Another includes a shaker table, in which future engineers construct a building on the shaker table, which simulates earthquakes, in order to design a safe space.

“They’re being made aware that you don’t just design these projects for fun but rather to help others,” Rethwisch said.

Many females and minority students tend to leave STEM fields by the time they’re enrolled in junior high school, Rethwisch said, and the program aims to interest all students in joining STEM fields and be exposed to the coursework.

Chelle Lehman, a College of Engineering outreach director, said the K-12 School Engagement Team in the college works with two teacher-training programs: Engineer Your World and Femineers.

“We hope to bring engineering opportunities to high-school students across Iowa with a special emphasis on schools that have not previously been able to offer engineering courses,” Lehman said.
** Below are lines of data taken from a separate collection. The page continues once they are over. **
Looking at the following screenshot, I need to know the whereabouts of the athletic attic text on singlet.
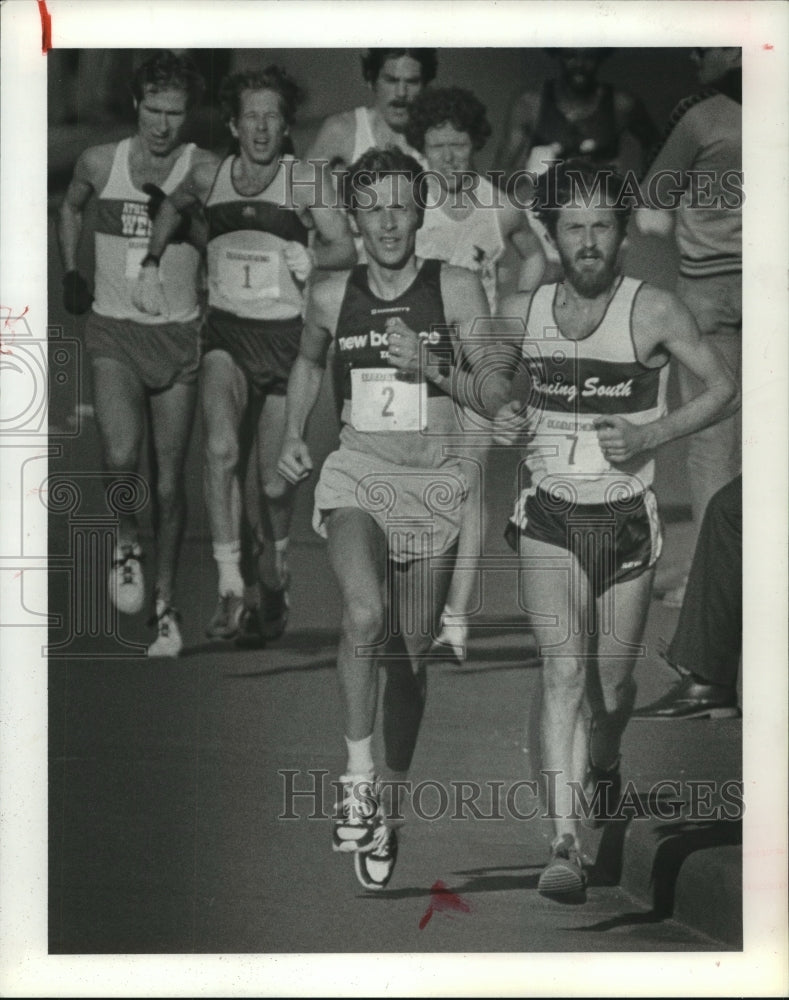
[532,80,619,163]
[206,156,308,320]
[416,177,504,313]
[93,139,200,325]
[523,278,668,503]
[335,260,455,468]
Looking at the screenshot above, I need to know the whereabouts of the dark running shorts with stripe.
[504,488,663,597]
[85,312,200,392]
[203,309,304,396]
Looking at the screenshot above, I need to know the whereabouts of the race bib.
[126,236,148,281]
[217,247,280,301]
[557,430,611,473]
[351,368,427,432]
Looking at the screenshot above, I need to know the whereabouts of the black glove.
[63,271,93,316]
[142,184,191,243]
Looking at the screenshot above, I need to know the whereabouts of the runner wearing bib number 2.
[494,160,736,897]
[279,147,505,889]
[139,67,355,644]
[58,51,210,656]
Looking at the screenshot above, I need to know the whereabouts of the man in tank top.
[138,72,356,643]
[494,161,737,897]
[279,148,506,889]
[405,87,539,661]
[58,51,205,656]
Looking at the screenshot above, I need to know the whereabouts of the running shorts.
[85,312,200,392]
[504,487,663,597]
[203,309,304,396]
[312,445,468,563]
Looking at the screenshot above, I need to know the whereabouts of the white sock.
[214,541,244,597]
[345,733,375,778]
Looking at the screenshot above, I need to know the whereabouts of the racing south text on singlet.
[93,139,200,326]
[523,278,668,503]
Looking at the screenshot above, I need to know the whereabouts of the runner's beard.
[560,254,617,299]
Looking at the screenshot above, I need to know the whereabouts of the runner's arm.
[293,161,356,271]
[305,112,353,163]
[277,280,344,483]
[440,264,510,417]
[495,92,536,181]
[58,148,99,272]
[596,287,740,462]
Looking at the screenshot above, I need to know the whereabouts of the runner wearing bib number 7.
[139,72,356,645]
[279,147,505,889]
[494,160,737,897]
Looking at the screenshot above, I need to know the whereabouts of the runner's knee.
[542,656,586,691]
[262,469,292,500]
[342,594,384,643]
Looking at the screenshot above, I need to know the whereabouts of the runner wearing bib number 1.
[494,160,736,898]
[279,147,505,889]
[138,67,356,645]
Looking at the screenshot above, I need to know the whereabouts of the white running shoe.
[205,594,244,639]
[148,601,184,657]
[353,823,397,889]
[332,774,383,854]
[108,542,145,615]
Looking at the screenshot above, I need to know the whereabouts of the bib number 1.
[351,368,427,432]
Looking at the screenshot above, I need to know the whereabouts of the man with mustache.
[307,49,438,169]
[494,160,737,897]
[138,72,355,644]
[58,51,211,656]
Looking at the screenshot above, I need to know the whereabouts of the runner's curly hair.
[131,49,205,108]
[405,87,493,153]
[219,66,304,125]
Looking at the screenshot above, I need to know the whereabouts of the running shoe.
[258,578,290,640]
[436,611,468,663]
[353,823,397,889]
[537,833,586,899]
[148,601,184,657]
[332,774,384,854]
[660,576,688,608]
[205,594,244,639]
[108,542,145,615]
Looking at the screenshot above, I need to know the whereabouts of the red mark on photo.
[0,306,29,354]
[419,879,471,931]
[38,0,52,55]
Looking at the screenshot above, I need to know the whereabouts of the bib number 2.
[351,368,427,432]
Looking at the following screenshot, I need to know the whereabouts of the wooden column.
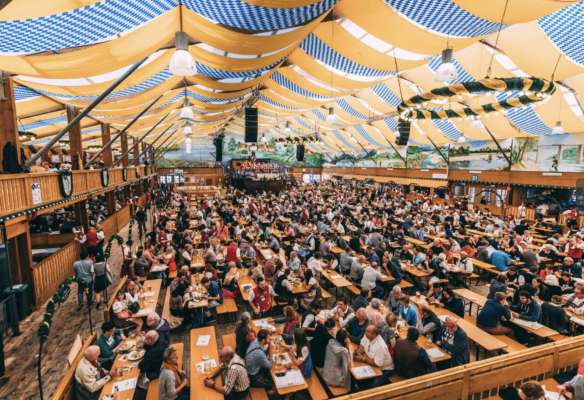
[101,124,116,215]
[67,106,89,230]
[132,137,140,166]
[0,71,22,172]
[120,132,128,167]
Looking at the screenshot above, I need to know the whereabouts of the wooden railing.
[337,336,584,400]
[32,206,135,307]
[32,241,81,307]
[0,166,145,216]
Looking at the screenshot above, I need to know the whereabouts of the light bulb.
[180,105,194,119]
[434,49,457,82]
[326,107,337,124]
[168,32,197,76]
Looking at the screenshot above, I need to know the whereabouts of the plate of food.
[118,340,136,353]
[128,350,146,361]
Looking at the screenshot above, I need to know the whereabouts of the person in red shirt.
[249,276,276,318]
[225,241,239,264]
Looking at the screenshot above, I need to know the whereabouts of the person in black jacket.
[436,317,470,367]
[138,330,168,380]
[477,292,513,335]
[436,288,464,318]
[541,295,570,335]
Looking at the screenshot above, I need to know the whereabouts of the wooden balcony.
[0,166,146,217]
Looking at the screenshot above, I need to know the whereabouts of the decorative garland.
[397,77,556,121]
[38,277,75,343]
[103,235,124,260]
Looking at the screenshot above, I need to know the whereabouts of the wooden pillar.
[67,106,83,170]
[101,124,116,215]
[132,137,140,166]
[0,71,22,172]
[120,132,128,168]
[67,106,89,231]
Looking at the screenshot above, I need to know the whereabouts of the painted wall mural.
[159,134,584,172]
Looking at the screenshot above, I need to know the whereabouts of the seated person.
[96,321,124,369]
[74,346,117,400]
[394,326,435,378]
[511,291,541,322]
[345,308,369,344]
[158,347,189,400]
[138,330,168,386]
[436,317,470,367]
[477,292,513,335]
[322,330,351,391]
[354,325,394,386]
[144,312,170,345]
[245,329,274,389]
[205,346,250,400]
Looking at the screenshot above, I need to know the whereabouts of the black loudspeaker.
[245,108,258,143]
[213,135,223,162]
[395,119,412,146]
[296,144,304,161]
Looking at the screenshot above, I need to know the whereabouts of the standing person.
[158,347,189,400]
[322,330,351,390]
[93,252,111,308]
[136,207,148,240]
[121,239,134,276]
[73,248,94,310]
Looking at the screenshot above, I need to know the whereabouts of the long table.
[189,326,224,400]
[410,296,507,352]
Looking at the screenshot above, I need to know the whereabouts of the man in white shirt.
[74,346,116,399]
[354,325,394,387]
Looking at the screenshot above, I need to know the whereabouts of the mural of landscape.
[159,134,584,172]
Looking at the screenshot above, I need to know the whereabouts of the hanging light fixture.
[326,107,337,124]
[434,49,456,82]
[168,32,197,76]
[180,83,195,119]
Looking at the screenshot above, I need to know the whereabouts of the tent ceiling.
[0,0,584,152]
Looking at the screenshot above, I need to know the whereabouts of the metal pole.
[85,95,162,169]
[24,57,148,167]
[114,112,170,165]
[481,122,513,169]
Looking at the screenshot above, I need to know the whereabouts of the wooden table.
[189,326,223,400]
[99,336,140,400]
[132,279,162,318]
[410,296,507,359]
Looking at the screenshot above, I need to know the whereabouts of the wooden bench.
[146,343,185,400]
[306,371,328,400]
[217,299,237,322]
[248,388,269,400]
[52,333,97,400]
[346,285,361,296]
[494,335,527,353]
[103,276,128,321]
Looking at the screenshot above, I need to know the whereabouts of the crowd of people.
[70,181,584,399]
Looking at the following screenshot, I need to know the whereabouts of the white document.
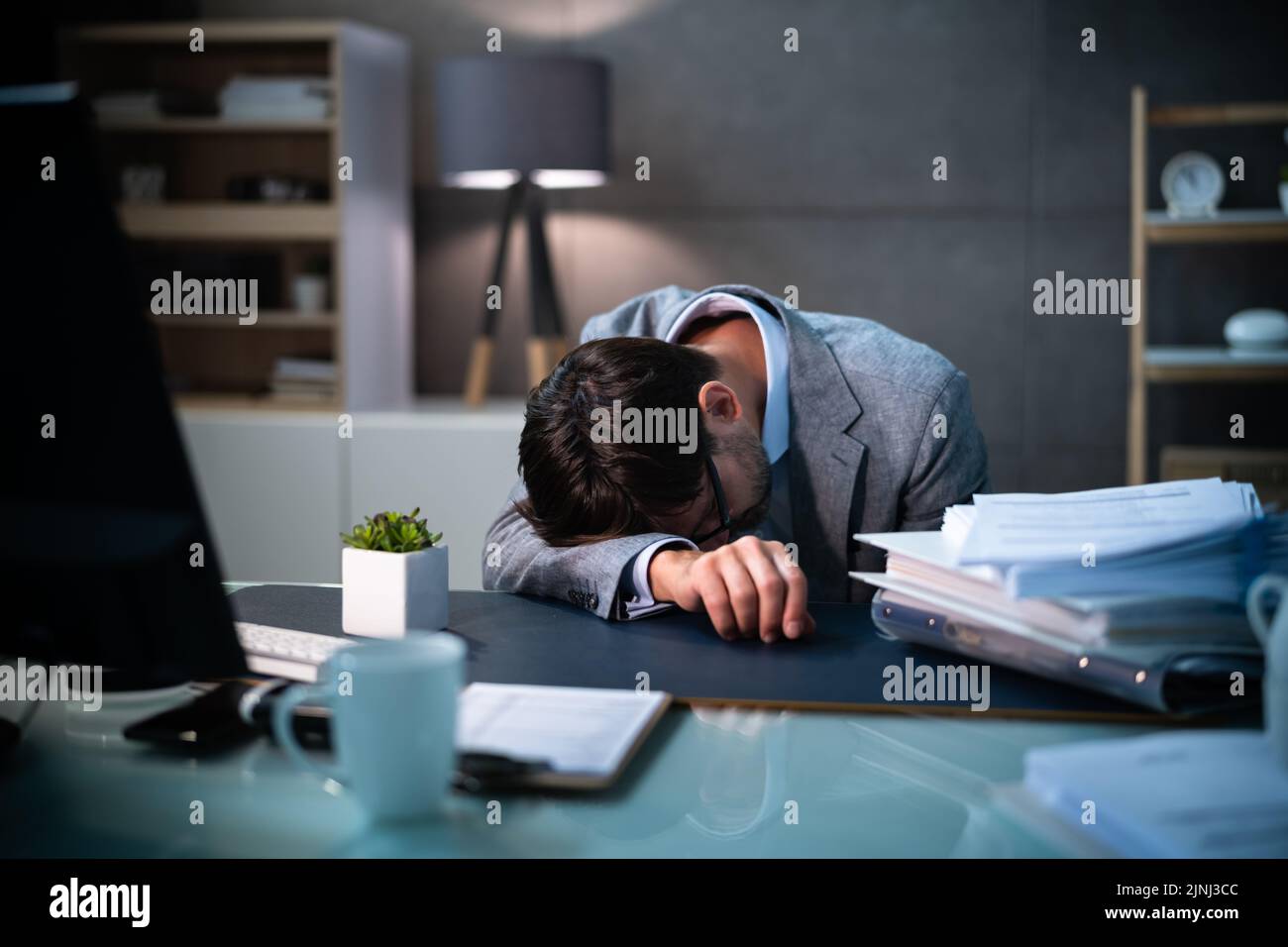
[456,684,670,779]
[1024,730,1288,858]
[953,476,1253,565]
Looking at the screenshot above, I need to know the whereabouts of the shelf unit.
[1127,85,1288,483]
[61,20,412,412]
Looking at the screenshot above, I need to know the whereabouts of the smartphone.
[125,681,261,754]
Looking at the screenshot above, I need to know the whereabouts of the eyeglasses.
[690,454,733,546]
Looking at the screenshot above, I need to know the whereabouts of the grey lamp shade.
[434,53,609,187]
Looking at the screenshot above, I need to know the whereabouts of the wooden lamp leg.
[528,335,568,388]
[465,335,492,404]
[464,180,527,404]
[528,187,568,388]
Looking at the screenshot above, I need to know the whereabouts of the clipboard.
[456,683,671,789]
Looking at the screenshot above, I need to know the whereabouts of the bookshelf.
[1127,85,1288,483]
[60,20,412,412]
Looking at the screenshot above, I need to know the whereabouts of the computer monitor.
[0,90,245,689]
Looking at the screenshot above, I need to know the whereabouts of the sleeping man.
[483,286,988,642]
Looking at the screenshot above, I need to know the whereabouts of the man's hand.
[648,536,814,642]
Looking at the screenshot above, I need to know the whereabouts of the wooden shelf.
[150,309,339,333]
[98,116,335,136]
[1142,346,1288,382]
[172,391,340,412]
[116,201,340,241]
[1127,85,1288,484]
[1145,207,1288,244]
[72,20,353,46]
[1149,102,1288,128]
[60,18,412,416]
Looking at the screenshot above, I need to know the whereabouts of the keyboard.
[235,621,356,682]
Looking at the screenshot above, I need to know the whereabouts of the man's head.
[519,338,770,548]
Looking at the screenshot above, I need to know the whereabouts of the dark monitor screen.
[0,97,245,684]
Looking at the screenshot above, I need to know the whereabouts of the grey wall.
[203,0,1288,489]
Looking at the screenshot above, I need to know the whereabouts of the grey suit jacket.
[483,284,988,618]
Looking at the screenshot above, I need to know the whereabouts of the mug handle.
[273,684,344,783]
[1246,573,1288,653]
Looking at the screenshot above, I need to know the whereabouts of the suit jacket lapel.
[783,310,867,601]
[657,283,867,601]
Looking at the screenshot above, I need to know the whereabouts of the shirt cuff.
[619,536,697,621]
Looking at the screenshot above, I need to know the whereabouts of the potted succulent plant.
[340,506,447,638]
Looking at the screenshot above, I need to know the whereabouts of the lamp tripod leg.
[464,180,527,404]
[527,188,568,388]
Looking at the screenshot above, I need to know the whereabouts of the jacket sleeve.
[483,481,674,618]
[899,371,988,531]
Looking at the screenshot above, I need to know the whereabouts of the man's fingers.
[697,571,738,642]
[720,556,760,638]
[744,543,787,643]
[774,554,814,638]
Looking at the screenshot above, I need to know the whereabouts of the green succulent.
[340,506,443,553]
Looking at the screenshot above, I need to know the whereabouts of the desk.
[0,581,1153,857]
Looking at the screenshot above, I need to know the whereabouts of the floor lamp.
[434,53,609,404]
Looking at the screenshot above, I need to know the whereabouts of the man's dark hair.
[516,338,720,546]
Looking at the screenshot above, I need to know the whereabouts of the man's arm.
[899,371,988,531]
[483,481,675,618]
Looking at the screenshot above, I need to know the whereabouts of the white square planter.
[340,546,447,638]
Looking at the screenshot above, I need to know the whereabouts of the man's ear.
[698,381,742,424]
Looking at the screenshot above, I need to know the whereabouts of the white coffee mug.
[1246,573,1288,767]
[273,631,465,821]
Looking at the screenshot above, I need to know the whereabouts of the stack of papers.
[851,478,1288,710]
[1024,730,1288,858]
[269,359,338,399]
[943,476,1285,601]
[456,683,671,789]
[219,76,331,121]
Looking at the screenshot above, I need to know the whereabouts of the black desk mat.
[231,585,1175,723]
Madeline Slater, a third-year UI biomedical engineering student, said her high-school classes in the Chicago suburbs didn’t offer any engineering-related coursework, but she sees the importance in implementing such programs for Iowa high schools.

“I found a passion for engineering when I thought about what classes I excelled in during high school and how I could turn what I enjoyed into a major,” she said. “I knew that I loved math and science, so I was able to find a way to combine them within engineering — along with a love for problem-solving.”